New Zealand’s Domain Name Commission has launched a guide targeted at the insolvency industry to give them some information to help them with the domain names of companies placed in liquidation, the organisation announced in their latest monthly newsletter.
The guide [pdf] is a result of a consultation with the New Zealand Treasury when a company is struck off the companies register. As a result there is a process in place that can permit a former Director and shareholder to license a struck off company’s domain name. More details are available on the DNC’s website here.
The DNC has also thought about the current market environment for registrars and resellers and are aware that at this time that there is likely to be a higher chance of merger and acquisition activity in the domain name market.
This, the DNC says, can bring benefits to the domain name space but it can also lessen competition and involve companies who may not be a .nz authorised registrar and therefore not regulated by the .nz policy and contractual framework.
With that in mind, the DNC reminds any authorised registrars to engage with them early on if there are any changes in directorship or control or in company structure. Retrospective consent, they note, for sales and purchases is not always possible.
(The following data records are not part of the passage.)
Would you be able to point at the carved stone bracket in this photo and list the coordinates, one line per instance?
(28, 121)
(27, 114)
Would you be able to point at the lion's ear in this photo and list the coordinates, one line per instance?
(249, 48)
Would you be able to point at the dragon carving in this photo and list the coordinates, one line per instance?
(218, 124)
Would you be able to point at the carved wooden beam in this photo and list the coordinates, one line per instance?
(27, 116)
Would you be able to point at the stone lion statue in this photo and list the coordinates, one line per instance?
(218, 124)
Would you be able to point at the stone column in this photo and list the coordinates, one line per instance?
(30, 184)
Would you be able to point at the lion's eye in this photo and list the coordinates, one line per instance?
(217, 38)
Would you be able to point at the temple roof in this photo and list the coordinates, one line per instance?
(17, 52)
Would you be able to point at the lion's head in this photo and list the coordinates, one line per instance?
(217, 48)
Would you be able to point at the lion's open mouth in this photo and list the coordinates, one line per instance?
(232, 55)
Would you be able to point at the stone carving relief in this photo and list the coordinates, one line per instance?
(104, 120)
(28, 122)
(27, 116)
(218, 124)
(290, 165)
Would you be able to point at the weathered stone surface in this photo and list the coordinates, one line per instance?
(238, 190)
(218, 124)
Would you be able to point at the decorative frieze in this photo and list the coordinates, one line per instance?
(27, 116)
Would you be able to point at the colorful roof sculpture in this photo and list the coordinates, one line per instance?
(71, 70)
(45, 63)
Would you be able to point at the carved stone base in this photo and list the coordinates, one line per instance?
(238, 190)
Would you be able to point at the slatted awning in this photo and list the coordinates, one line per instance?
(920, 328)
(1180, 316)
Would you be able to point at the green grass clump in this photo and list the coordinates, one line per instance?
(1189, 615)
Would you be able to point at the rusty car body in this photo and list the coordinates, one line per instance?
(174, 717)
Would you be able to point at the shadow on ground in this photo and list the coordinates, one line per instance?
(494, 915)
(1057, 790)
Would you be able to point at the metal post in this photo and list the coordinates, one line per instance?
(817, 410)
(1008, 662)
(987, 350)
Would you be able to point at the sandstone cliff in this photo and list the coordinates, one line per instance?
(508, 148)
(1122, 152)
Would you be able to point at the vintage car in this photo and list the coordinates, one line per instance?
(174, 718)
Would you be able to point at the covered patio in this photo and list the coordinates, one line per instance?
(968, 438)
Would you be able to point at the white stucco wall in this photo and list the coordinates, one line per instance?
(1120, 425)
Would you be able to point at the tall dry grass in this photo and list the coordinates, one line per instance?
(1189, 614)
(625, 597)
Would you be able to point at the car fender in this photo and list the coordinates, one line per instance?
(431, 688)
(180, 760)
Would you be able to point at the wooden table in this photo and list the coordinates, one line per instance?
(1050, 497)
From mid-June, there will also be an urgent amendment to New Zealand’s Overseas Investment Act that may impact on mergers and acquisitions of registrars and resellers. If the bill passes, all foreign investment that result in a more than 25% foreign ownership interest, or an increase in existing interests to, or greater than, 50%, 75%, or effectively a change of control in the underlying business, will have to be notified to the Overseas Investment Office, starting June.
Once these changes become law, the DNC will obtain advice from New Zealand’s Overseas Investment Office on what the changes may mean for any merger and acquisition activity in the .nz domain namespace.